Food security and the impacts of climate change on food availability and cost are very real concerns for residents of Asheville. And the questions in the Asheville Buncombe Food Policy Council’s survey are both substantive and important.
Although I’ve explored both ABFPC’s website and the City of Asheville’s Office of Sustainability Food Policy materials (including resolutions from 2003 and 2017 and a plan to revise the Sustainability Management Plan), I confess that I don’t feel sufficiently knowledgeable to provide appropriately responsive answers to the survey questions. I don’t have a clear grasp of how many community, organizational, and funding partners are in play, how many different levels of government are involved (city, county, state, federal), and how budgets and programs are currently coordinated—and what could be improved.
I could talk in generalities about collaboration, cooperation, community investment, budget priorities, and so on—but that wouldn’t treat this topic with the seriousness that it deserves. While it might be easy to write answers filled with platitudes and buzzwords, I believe it would be disrespectful to the hard, well-informed work that so many are doing on a topic vital to Asheville residents’ well-being.

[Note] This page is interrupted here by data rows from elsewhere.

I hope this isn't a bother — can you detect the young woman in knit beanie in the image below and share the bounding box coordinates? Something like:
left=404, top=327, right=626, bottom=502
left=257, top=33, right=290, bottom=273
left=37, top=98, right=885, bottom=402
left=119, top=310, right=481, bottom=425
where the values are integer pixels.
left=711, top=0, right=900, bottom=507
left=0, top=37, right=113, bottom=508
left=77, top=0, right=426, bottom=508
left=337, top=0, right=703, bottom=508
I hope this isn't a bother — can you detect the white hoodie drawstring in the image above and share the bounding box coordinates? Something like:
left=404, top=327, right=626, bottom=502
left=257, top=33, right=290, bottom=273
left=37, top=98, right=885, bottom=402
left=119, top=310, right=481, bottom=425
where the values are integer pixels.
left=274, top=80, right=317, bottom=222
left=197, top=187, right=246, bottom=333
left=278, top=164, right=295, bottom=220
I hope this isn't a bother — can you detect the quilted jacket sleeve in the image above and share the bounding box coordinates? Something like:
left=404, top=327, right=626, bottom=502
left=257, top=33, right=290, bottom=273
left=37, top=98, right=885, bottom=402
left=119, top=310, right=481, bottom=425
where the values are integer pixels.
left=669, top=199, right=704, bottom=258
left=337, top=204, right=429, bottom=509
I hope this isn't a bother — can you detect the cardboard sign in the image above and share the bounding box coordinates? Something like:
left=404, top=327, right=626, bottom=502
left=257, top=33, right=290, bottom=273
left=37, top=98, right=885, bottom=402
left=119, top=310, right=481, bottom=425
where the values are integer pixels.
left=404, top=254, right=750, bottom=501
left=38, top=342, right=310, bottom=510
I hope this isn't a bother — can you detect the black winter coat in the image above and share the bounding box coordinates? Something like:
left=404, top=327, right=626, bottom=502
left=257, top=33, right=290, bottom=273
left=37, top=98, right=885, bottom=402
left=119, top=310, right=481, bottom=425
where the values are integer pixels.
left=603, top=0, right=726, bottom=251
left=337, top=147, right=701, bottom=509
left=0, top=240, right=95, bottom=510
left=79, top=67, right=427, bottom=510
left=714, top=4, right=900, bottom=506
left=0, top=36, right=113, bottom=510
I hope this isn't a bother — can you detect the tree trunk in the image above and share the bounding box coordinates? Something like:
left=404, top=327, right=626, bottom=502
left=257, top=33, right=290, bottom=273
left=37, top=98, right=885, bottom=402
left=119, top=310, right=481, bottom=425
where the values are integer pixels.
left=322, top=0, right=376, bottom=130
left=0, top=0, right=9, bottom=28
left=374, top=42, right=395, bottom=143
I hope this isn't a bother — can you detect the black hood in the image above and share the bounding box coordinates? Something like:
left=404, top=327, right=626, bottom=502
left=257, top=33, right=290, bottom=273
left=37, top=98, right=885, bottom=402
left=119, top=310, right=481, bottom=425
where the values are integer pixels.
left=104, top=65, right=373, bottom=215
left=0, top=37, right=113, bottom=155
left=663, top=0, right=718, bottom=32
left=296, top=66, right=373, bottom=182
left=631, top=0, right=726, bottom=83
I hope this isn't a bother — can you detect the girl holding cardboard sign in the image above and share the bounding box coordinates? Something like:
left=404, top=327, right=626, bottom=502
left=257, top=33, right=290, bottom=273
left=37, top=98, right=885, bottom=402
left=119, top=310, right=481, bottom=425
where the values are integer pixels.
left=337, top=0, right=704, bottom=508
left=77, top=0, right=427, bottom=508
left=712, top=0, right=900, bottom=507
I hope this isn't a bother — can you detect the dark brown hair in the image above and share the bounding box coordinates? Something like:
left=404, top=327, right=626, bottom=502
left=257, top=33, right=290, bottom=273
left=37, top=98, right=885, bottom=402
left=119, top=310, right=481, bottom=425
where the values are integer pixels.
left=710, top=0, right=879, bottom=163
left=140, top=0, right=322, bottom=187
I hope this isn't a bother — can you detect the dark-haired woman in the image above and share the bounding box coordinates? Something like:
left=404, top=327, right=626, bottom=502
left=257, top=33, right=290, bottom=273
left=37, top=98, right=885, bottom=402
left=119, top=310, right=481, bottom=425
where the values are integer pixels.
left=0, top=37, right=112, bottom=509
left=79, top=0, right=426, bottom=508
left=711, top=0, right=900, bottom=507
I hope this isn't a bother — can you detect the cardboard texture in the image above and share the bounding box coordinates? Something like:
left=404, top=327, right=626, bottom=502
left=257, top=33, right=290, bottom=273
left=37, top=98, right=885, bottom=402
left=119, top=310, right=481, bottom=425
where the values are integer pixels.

As a Councilmember, it will be my job to dig in, really explore where things stand, and discover where the levers for meaningful change are to be found. I can assure residents that I am committed to listening to and ensuring that the most vulnerable and historically excluded in our community get the priority attention and resources that they deserve through an equitable and inclusive Municipal Food Policy.
I’m grateful to have had my attention turned to this important subject and I look forward to an opportunity to learn more. As a candidate for City Council, I don’t pretend to bring deep levels of expertise to all the many aspects of City management and policy. I do, however, bring an learner’s mindset—eager to engage—and a servant’s heart to the role of Councilmember.
The original questions:
If the joint Reparations Commission identifies food security as a priority for inclusion among its recommendations, how do you envision local governments supporting the implementation of those recommendations?
Do you see it as a priority to strengthen the collaboration between city and county governments around food security for the residents of our community? If so, how would you support or facilitate that process?
How do you think climate change might impact local food security, and how might city and county policy around land use and urban agriculture improve access to food in the event of a climate disaster? How might the city and county work together to achieve this?
What is your commitment to upholding and continuing to commit resources toward the implementation of the City of Asheville’s Food Policy Action Plan?